Another British socialist and freethinker of a slightly later generation, George Bernard Shaw, recognized what Darwinism boils down to. Shaw, who held no particular religious beliefs and left instructions at his death that no one should try to erect a cross over his grave, wrote in 1921:

"[Darwinism] seems simple, because you do not at first realize all that it involves. But when its whole significance dawns on you, your heart sinks into a heap of sand within you. There is a hideous fatalism about it, a ghastly and damnable reduction of beauty and intelligence, of strength and purpose, of honor and aspiration."
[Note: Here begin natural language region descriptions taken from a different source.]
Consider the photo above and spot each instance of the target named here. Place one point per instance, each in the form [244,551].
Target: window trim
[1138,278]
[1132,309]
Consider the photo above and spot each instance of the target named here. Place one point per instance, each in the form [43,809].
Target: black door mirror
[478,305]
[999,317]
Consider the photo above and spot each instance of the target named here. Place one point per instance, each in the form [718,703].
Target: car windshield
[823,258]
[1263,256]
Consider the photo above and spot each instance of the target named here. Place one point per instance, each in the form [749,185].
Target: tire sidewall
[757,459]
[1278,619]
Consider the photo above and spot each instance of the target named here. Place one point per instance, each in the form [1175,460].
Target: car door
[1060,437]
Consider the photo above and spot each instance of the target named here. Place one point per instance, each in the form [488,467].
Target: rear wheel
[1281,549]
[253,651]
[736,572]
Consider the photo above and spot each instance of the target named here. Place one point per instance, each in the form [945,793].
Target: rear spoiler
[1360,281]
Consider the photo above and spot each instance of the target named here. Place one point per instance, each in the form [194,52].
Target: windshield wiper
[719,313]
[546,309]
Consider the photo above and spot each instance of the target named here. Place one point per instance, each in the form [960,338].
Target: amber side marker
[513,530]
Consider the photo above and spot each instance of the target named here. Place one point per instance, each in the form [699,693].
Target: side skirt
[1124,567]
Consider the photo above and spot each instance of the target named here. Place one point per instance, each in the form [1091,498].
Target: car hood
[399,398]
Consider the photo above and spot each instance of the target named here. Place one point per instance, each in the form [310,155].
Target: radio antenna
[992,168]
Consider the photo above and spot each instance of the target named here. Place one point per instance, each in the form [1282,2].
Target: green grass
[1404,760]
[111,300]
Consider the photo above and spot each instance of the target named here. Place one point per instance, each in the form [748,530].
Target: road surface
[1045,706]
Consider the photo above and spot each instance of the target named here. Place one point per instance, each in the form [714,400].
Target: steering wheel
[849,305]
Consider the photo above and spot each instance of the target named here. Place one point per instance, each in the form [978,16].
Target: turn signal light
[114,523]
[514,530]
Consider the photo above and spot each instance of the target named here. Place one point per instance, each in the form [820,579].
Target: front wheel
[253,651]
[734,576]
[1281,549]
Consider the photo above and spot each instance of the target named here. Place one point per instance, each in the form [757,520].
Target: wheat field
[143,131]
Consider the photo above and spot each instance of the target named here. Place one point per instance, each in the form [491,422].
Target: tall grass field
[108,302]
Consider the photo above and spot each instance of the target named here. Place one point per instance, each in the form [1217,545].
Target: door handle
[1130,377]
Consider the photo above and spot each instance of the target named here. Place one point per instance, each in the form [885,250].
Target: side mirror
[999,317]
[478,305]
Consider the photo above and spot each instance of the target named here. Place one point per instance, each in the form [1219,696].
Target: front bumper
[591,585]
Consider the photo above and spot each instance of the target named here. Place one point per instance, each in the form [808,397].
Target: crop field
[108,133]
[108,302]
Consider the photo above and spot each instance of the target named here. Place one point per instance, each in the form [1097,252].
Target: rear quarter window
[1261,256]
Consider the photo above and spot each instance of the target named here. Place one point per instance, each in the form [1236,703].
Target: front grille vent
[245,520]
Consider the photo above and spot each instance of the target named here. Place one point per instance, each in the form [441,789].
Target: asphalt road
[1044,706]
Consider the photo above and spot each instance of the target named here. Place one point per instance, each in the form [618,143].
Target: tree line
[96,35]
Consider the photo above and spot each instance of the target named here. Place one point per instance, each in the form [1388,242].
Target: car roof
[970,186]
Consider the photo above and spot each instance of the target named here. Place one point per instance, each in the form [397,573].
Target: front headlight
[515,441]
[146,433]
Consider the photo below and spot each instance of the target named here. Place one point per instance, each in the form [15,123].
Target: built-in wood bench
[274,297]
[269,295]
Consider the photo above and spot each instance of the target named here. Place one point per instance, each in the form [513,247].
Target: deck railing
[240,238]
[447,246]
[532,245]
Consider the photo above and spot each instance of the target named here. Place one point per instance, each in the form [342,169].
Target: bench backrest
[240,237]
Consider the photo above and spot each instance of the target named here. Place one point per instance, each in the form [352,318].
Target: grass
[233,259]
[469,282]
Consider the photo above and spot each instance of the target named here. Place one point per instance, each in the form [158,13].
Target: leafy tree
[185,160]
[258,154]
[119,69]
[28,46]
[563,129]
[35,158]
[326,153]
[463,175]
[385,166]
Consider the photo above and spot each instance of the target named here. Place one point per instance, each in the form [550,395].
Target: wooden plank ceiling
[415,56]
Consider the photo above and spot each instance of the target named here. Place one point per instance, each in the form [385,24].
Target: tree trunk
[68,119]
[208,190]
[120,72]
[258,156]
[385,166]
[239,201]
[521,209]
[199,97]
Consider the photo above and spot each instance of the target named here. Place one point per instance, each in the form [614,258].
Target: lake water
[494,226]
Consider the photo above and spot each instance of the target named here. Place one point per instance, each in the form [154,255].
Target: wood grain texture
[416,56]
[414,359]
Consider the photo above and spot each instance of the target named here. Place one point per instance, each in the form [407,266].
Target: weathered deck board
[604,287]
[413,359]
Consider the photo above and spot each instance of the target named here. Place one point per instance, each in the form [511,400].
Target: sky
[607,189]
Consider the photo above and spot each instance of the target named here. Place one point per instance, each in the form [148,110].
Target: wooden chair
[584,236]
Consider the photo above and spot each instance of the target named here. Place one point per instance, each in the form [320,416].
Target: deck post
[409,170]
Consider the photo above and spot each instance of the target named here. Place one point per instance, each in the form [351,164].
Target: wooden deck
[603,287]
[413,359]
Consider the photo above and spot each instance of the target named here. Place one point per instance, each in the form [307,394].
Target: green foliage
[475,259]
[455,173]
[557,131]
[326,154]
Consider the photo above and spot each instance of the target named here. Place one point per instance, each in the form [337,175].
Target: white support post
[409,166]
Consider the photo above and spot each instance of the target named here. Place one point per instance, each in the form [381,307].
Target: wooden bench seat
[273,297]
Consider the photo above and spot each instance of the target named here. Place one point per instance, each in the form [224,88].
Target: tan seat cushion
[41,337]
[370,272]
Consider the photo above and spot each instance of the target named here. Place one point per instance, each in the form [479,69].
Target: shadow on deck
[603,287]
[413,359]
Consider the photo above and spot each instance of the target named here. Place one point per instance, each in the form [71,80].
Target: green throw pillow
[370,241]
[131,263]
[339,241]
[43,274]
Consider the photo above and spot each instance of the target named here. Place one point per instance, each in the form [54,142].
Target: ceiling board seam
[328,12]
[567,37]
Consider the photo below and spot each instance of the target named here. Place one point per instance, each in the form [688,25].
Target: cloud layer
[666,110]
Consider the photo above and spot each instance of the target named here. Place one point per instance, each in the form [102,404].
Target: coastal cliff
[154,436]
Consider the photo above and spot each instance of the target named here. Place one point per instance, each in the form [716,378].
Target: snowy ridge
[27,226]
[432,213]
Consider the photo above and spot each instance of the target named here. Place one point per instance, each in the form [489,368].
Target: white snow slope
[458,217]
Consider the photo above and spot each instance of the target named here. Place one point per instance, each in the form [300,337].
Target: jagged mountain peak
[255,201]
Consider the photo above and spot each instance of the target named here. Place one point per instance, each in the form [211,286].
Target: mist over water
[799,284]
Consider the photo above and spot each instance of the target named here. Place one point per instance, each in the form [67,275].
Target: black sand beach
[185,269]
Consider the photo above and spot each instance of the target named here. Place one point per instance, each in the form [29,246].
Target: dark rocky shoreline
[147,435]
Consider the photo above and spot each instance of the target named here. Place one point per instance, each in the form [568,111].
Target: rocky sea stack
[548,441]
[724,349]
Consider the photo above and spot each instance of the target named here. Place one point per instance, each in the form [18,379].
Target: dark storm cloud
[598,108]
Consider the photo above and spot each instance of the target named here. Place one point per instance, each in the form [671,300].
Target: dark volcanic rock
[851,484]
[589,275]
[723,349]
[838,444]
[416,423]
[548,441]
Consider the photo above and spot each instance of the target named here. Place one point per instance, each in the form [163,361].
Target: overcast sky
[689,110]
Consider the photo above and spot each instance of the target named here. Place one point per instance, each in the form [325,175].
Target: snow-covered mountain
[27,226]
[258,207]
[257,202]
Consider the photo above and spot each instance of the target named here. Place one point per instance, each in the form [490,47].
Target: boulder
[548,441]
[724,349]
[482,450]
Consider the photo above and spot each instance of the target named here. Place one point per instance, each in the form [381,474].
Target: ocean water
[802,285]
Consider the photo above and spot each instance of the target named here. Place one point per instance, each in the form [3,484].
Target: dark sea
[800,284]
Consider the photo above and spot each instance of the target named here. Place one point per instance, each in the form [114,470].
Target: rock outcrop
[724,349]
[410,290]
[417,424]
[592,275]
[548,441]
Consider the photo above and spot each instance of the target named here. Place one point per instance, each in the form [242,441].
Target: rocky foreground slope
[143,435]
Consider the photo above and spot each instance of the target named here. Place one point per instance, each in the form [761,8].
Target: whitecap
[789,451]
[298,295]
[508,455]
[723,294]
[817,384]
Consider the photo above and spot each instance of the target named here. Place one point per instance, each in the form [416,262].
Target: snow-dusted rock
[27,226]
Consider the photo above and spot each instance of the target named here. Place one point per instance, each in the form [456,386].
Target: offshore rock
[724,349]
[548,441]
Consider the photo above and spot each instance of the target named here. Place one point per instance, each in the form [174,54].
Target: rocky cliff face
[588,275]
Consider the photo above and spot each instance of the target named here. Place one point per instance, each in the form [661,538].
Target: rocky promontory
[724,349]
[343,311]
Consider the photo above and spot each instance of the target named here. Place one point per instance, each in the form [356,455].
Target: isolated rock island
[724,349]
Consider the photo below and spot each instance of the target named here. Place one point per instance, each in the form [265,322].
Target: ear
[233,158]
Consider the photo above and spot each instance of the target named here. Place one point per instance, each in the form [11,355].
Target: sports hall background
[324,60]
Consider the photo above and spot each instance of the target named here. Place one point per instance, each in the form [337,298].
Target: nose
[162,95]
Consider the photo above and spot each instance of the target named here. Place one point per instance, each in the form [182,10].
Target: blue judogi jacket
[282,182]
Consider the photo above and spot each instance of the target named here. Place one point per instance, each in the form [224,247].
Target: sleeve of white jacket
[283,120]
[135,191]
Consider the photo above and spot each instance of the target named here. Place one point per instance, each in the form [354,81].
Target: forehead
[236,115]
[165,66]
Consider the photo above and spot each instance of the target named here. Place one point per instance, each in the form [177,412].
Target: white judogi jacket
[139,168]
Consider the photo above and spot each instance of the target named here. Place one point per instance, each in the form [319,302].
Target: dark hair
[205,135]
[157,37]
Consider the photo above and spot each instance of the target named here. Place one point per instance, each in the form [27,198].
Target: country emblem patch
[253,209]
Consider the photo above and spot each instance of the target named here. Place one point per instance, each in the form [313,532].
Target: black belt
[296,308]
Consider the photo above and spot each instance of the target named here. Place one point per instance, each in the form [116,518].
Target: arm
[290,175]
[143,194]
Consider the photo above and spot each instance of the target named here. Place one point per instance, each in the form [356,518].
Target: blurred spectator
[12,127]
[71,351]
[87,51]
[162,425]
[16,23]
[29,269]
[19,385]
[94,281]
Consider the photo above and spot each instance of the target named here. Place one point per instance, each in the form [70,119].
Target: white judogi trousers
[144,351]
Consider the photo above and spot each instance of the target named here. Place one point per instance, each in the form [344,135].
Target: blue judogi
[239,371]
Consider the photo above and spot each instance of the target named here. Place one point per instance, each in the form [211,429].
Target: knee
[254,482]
Yes, the heart sinks. That easily could have been written not in 1921 but today. Even in troubled economic times, we are a vastly wealthy society -- yet one plagued by a hideous, gnawing, wasting sense of unease and dissatisfaction.
Modern man is in despair because he realizes that a world that has been purged of the transcendent is spiritually sterile, purposeless, and pointless:
Every real solution to this problem of despair assumes a reality beyond our mundane, one-dimensional and material one. How could it not? We are in despair, or fear falling into it -- whether we're religious or otherwise -- over the limitations of our own lives.

The ultimate limit is imposed by death, which we fear as no generation in memory seems to have done despite the overwhelming safety of our existence. In the meantime, while we are still alive, the lack of a sense of ultimate purpose and meaning that goes with the culture of materialism feeds the anxiety that underlies so much of that culture.

Materialism corrodes the confidence we might otherwise have that any search for meaning that we undertake is not necessarily in vain. Intelligent design offers the hope, by the refutation of materialist science, that "something is out there," whatever it might be, capable of granting genuine purpose to our existence.
If there is a designer of some sort "out there" it must be highly intelligent, very powerful, personal, and sufficiently concerned with us to have designed us to be the kind of beings who can experience love and a yearning for transcendence.

In other words, if there's a designer it would seem that it must be the very sort of being that could fill the emptiness in the vacant hearts of modern men. No wonder then that ID appeals to those who are still searching for something to make their lives meaningful.